My goal for the longest time now is to start writing in Japanese. Writing about it feels like playing a broken record that repeats itself at the same spot time and again. I delayed starting to write many times, and I had many excuses for not starting. One of the first was “I lack the necessary grammar and vocabulary”, “I want to write about interesting things”, “I want to be able to express myself like an adult of my age.” There are probably more that even I have forgotten, but this is perhaps one of the saddest of all excuses I could have come up with “Communicating in the language is not that important to me, getting better at reading and listening is, so starting to write can wait ad infinitum.” Wanting to write but feeling unable to do so is frustrating. The easy way out of it is to find excuses why something isn’t working, as opposed to working on the problem to improve.
The last few days made all the difference to me. It seemed as if everything comes to me, my reviews became a breeze, I read websites like it was nothing, I start a game such as ドラゴンクエスト I+II and I understand big parts of it, I tune into my favorite radio stations and can enjoy the music and conversation. Of course, this is not the reason why I am convinced now that I can start writing. Can you hear the crackled sound? The needle moving back and forth? Yes, I am going to write in Japanese, going to write in Japanese, going to write in Japanese … I will keep a diary in Japanese, I will write comments as often as possible, I will work hard on my style, usage of words, and everything else that needs to be worked on. Am I convinced that I can do it now? Yes! And here is why. It all started very innocently. I was visiting youtube to watch a video of a Japanese artist I admire. After discovering the video, I just had to comment how great I find his works. My comment was published, not a very long one, but nonetheless. It was written in Japanese, and I didn’t even have to think much about what I wanted to write, it was just in my head and I had to type it. After a check to confirm that it was valid, meaning correct wording, it was there to read for the general public.
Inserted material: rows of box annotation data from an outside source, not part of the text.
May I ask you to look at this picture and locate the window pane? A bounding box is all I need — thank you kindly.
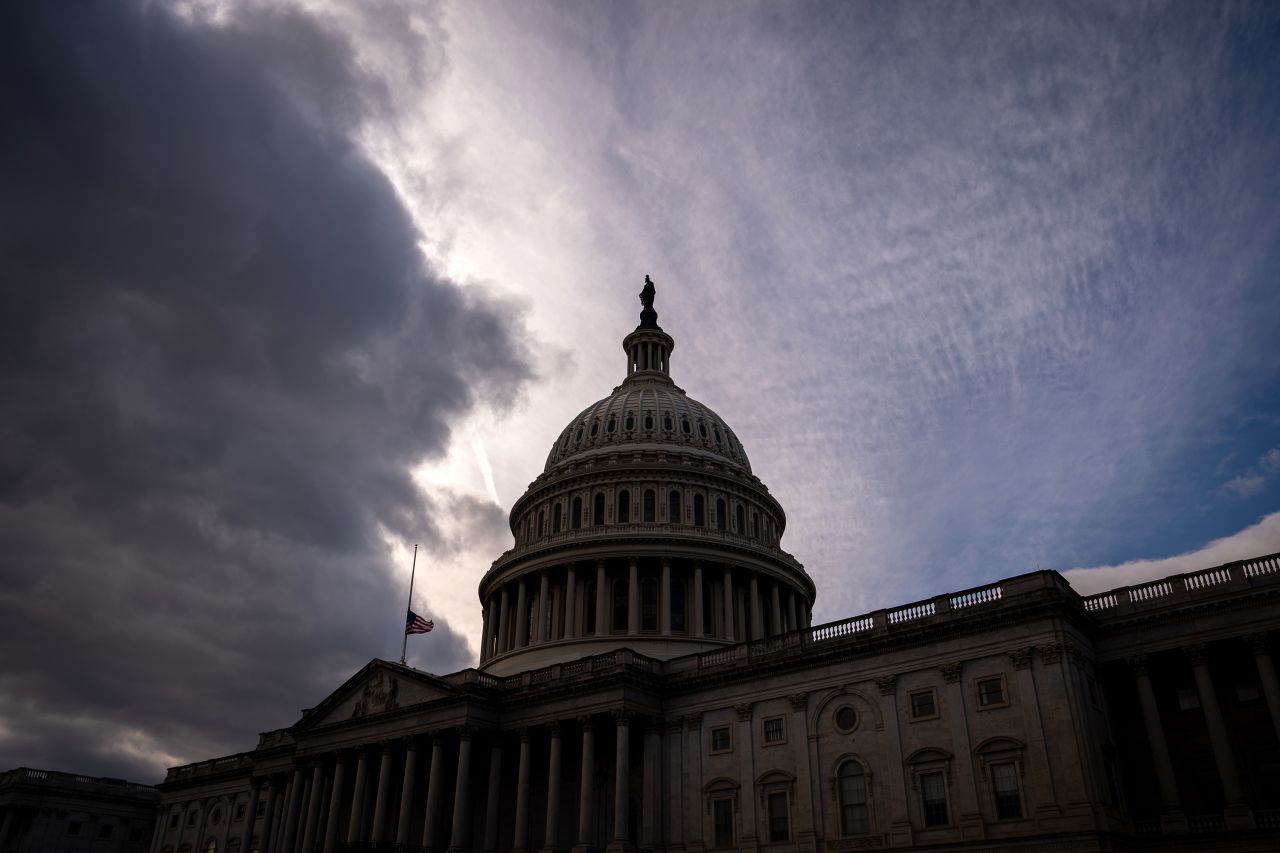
[920,774,947,826]
[769,793,791,841]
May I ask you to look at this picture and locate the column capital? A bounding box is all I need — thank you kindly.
[938,661,964,684]
[1009,646,1036,670]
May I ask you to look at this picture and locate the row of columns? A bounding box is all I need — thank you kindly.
[480,557,809,662]
[1128,634,1280,830]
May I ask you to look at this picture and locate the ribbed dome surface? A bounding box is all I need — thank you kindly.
[544,375,751,474]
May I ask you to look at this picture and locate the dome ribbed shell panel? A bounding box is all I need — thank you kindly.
[544,378,751,474]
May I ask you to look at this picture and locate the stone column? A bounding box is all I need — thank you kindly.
[1244,634,1280,740]
[484,735,502,853]
[534,570,552,643]
[771,581,787,634]
[302,761,324,853]
[543,721,561,853]
[721,566,733,643]
[658,557,671,637]
[369,740,392,844]
[609,711,631,849]
[347,747,367,844]
[627,557,640,634]
[512,729,529,853]
[640,721,662,849]
[513,578,529,648]
[259,776,280,853]
[564,564,579,639]
[396,738,417,844]
[240,776,265,853]
[748,571,764,639]
[685,560,707,637]
[1129,654,1187,831]
[422,735,444,850]
[1183,643,1253,829]
[573,717,595,852]
[281,767,306,853]
[497,587,511,654]
[595,560,609,637]
[324,754,347,853]
[449,727,471,853]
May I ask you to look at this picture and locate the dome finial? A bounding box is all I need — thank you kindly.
[640,275,662,329]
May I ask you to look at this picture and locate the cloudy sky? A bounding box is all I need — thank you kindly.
[0,0,1280,781]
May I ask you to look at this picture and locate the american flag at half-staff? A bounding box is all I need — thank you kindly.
[404,610,435,634]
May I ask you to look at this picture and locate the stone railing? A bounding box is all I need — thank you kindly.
[0,767,156,794]
[1082,553,1280,619]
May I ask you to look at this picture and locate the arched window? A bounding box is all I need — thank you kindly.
[836,758,870,835]
[640,578,658,631]
[613,578,630,631]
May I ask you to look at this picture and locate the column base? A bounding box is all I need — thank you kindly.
[1222,803,1258,830]
[1160,809,1190,835]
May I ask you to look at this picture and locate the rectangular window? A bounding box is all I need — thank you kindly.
[767,792,791,841]
[920,774,947,826]
[712,798,733,849]
[978,678,1005,708]
[764,717,787,743]
[911,690,938,720]
[712,726,733,752]
[991,763,1023,820]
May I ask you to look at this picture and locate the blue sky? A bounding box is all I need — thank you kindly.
[0,0,1280,768]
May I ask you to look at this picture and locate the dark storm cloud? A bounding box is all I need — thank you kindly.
[0,4,529,780]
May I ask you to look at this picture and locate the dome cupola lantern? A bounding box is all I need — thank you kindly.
[479,275,817,675]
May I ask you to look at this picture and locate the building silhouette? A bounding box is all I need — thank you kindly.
[150,279,1280,853]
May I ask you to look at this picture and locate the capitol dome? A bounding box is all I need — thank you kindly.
[480,277,817,675]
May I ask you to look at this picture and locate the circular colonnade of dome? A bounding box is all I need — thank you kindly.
[480,277,817,675]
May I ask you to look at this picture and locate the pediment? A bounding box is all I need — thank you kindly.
[293,658,458,730]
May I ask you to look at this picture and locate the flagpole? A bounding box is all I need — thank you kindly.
[401,542,417,666]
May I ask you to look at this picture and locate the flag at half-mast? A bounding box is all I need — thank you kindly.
[404,610,435,635]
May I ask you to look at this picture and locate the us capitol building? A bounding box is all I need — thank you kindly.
[148,279,1280,853]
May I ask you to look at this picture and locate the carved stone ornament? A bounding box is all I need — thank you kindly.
[351,672,399,720]
[1039,643,1066,663]
[1009,646,1036,670]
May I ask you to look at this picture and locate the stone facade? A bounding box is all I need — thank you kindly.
[150,284,1280,853]
[0,767,159,853]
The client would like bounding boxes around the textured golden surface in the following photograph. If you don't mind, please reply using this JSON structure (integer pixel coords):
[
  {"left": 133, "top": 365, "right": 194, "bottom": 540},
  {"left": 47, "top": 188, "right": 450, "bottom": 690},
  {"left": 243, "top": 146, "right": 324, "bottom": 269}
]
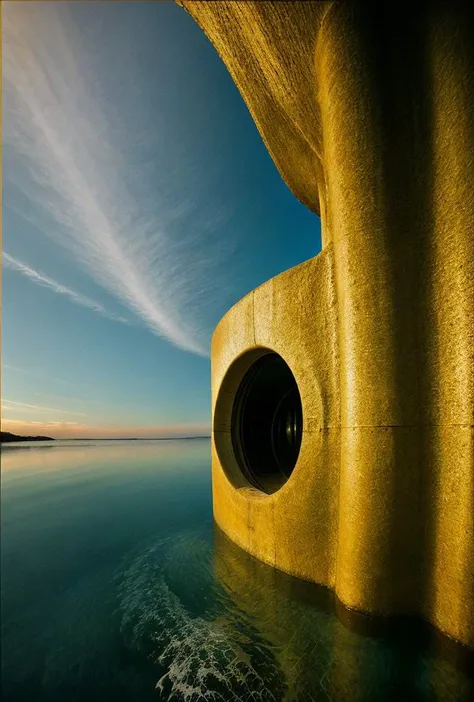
[{"left": 181, "top": 0, "right": 474, "bottom": 646}]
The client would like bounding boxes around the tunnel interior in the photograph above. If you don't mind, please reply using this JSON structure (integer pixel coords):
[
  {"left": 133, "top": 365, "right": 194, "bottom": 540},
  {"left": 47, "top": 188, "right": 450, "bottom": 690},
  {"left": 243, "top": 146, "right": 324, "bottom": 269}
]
[{"left": 232, "top": 352, "right": 303, "bottom": 494}]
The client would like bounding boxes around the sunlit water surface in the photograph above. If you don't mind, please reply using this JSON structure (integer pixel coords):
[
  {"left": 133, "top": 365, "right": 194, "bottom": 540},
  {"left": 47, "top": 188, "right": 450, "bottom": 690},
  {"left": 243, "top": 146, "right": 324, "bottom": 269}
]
[{"left": 2, "top": 439, "right": 474, "bottom": 702}]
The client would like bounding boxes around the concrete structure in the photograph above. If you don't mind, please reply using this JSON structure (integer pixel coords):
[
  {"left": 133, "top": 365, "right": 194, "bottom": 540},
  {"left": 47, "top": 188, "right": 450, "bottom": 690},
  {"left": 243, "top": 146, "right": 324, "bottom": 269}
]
[{"left": 181, "top": 0, "right": 474, "bottom": 647}]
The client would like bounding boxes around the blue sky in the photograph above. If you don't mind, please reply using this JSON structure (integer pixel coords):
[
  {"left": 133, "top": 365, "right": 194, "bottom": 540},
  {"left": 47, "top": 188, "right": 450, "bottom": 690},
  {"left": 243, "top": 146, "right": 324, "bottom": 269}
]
[{"left": 2, "top": 2, "right": 320, "bottom": 437}]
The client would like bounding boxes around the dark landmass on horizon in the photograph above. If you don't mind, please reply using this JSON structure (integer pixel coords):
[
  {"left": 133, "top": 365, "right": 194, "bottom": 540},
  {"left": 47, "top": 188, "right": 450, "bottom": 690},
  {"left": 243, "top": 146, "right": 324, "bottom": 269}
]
[
  {"left": 0, "top": 431, "right": 56, "bottom": 443},
  {"left": 70, "top": 434, "right": 211, "bottom": 441}
]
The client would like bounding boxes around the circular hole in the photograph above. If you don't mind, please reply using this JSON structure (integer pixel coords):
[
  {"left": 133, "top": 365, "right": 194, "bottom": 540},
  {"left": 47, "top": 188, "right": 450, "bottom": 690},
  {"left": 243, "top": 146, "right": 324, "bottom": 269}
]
[{"left": 231, "top": 353, "right": 303, "bottom": 494}]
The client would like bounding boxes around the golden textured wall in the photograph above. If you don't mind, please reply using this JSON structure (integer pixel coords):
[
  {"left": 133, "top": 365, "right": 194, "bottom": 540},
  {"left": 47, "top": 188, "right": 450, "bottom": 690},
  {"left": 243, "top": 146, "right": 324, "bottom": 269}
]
[{"left": 181, "top": 0, "right": 474, "bottom": 646}]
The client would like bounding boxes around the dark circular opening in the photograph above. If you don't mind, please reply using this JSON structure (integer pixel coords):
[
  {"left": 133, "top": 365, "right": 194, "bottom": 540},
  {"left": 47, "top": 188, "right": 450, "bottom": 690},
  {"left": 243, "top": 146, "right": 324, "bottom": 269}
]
[{"left": 232, "top": 353, "right": 303, "bottom": 494}]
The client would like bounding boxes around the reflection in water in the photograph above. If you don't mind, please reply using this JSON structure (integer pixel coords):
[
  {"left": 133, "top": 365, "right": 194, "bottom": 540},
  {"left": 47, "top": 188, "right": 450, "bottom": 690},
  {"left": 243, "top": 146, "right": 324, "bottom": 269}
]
[
  {"left": 117, "top": 527, "right": 473, "bottom": 702},
  {"left": 1, "top": 441, "right": 474, "bottom": 702}
]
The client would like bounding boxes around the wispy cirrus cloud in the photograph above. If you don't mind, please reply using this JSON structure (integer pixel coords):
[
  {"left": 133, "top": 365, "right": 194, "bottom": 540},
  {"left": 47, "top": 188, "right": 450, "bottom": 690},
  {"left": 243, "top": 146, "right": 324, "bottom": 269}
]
[
  {"left": 2, "top": 251, "right": 130, "bottom": 324},
  {"left": 3, "top": 3, "right": 233, "bottom": 356},
  {"left": 2, "top": 398, "right": 87, "bottom": 417}
]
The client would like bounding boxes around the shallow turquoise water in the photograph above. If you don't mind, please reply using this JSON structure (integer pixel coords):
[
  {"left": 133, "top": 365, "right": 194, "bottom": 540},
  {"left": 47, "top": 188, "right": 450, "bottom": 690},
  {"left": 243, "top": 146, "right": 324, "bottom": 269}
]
[{"left": 1, "top": 439, "right": 474, "bottom": 702}]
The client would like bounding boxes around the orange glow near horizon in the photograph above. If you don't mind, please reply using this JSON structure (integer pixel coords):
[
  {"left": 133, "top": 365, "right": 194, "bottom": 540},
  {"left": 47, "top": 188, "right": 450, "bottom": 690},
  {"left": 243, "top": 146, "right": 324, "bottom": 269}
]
[{"left": 2, "top": 419, "right": 211, "bottom": 439}]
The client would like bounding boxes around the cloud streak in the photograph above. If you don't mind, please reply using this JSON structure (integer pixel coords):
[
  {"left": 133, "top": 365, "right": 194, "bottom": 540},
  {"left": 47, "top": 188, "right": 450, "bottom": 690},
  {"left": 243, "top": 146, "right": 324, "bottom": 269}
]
[
  {"left": 2, "top": 398, "right": 87, "bottom": 417},
  {"left": 2, "top": 251, "right": 129, "bottom": 324},
  {"left": 3, "top": 3, "right": 233, "bottom": 356}
]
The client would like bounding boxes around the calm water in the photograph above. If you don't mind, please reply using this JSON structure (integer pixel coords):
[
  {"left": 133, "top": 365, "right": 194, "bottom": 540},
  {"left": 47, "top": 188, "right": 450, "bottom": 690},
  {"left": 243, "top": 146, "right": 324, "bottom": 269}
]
[{"left": 2, "top": 440, "right": 474, "bottom": 702}]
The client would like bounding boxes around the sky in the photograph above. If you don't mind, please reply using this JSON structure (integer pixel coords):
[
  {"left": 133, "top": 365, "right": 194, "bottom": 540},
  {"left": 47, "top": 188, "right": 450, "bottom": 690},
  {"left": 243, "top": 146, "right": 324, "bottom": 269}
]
[{"left": 2, "top": 2, "right": 321, "bottom": 438}]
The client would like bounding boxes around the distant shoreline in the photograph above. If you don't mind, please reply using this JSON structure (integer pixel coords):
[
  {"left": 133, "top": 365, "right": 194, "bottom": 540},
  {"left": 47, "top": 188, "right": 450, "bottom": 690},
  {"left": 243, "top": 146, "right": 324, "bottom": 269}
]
[{"left": 1, "top": 431, "right": 211, "bottom": 444}]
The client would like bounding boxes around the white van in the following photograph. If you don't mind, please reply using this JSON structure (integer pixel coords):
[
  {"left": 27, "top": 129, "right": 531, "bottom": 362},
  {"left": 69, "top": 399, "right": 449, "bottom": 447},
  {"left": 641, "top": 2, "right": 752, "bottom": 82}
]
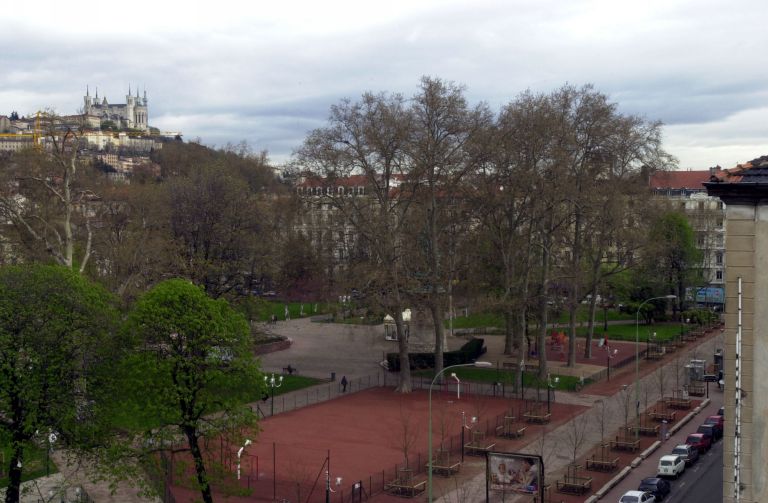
[{"left": 656, "top": 454, "right": 685, "bottom": 478}]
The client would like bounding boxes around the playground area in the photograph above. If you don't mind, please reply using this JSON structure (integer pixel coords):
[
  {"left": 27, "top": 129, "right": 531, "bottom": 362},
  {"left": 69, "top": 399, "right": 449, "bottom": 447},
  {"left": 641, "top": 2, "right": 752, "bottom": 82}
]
[{"left": 162, "top": 384, "right": 584, "bottom": 503}]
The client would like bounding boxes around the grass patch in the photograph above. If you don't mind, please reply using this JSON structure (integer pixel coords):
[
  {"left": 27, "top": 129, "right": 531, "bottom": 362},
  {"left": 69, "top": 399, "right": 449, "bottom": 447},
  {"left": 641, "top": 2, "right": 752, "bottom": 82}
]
[
  {"left": 415, "top": 367, "right": 591, "bottom": 391},
  {"left": 0, "top": 444, "right": 59, "bottom": 488},
  {"left": 445, "top": 305, "right": 635, "bottom": 329},
  {"left": 256, "top": 300, "right": 330, "bottom": 321},
  {"left": 576, "top": 323, "right": 695, "bottom": 342},
  {"left": 111, "top": 373, "right": 323, "bottom": 432}
]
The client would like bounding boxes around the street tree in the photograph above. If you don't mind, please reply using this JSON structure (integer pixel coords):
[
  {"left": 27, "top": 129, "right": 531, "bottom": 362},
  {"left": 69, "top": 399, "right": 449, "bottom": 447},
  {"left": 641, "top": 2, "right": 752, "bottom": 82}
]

Shortly after this comment I posted another. And I made the same experience as with the first one. It was clear what I wanted to say, and without much thinking, the words formed in my head, and found their way to the keyboard. Of course this is not the reason why I will start with it now, convinced that I can all of a sudden write whatever I want to. If I did, it would be a boastful lie. Actually it all started with a comment left by a nice follower who also learns Japanese. She has made it a habit to start writing right from the get-go, with whatever vocabulary she thinks she can use. I admired her for it. In the weeks to come I started keeping bookmarks of websites that might be useful for the time I would start. As it proofs now, none of them is even remotely helpful, to guide me in the process of writing. Something I thought I would need, a book, a website, just something that makes for a smoother start. The websites were mostly there to write, here is one of them I was planning to use, called mindia I enjoyed writing on such a website in german some years ago, so it was luck that I found something similar in Japanese. Last year, around September or October, I found a book called “Writing E-Mail in Japanese.” Back then, I was reading it just for the purpose of being able to read it, but also because I thought I could start writing that time around. So, books also weren’t the answer. But some day, maybe. *crackle*
As it was with most of the actually helpful resources, I discovered them by sheer luck while searching for something totally unrelated. I am convinced that some things just want to be found when the time has come. Yesterday was such a lucky day because I found mori7 This website is all about writing, with pointers and hints, with tips and an abundant wealth of articles to work with. It is for children, not everything is free, but what is free is utmost useful. There are short essays from children, there are corrections for them, articles that give deep insights not only into the topic of writing, but also about how Japanese people look at the world. In short, it is incredible, and it came at the right time. It is because of this website that I am going to start, *screeeeech*
There is one other thing and it happened yesterday. Or shall I say, started yesterday? I was back to my Dictionary of Basic Japanese Grammar, reviewing basically, and to check my understanding of sentences. In the notes sections, sometimes other grammar points are listed, and information is given how they are used, when to use them, and how they can change the meaning of sentences. While reading an example sentence, and after reading the explanation, I started to change the some sentences in my head. Different words, a different grammar point, making it more vague, a little more polite, and so on. In short, I was using actively without being aware of it at first, what I learned in the past three years. This, I think, finally tipped the scale. When I can think it, I can write it, and I can say it if it has to be. I just have to do it, and I will do it.
A day can really make all the difference. To brill in writing will take longer than 24 hours. It is quite a step up from short communication, or short answers and comments I have had before, to longer ones. But what is time anyway? All I know is that I have to work even harder now, and it will pay off twice as much.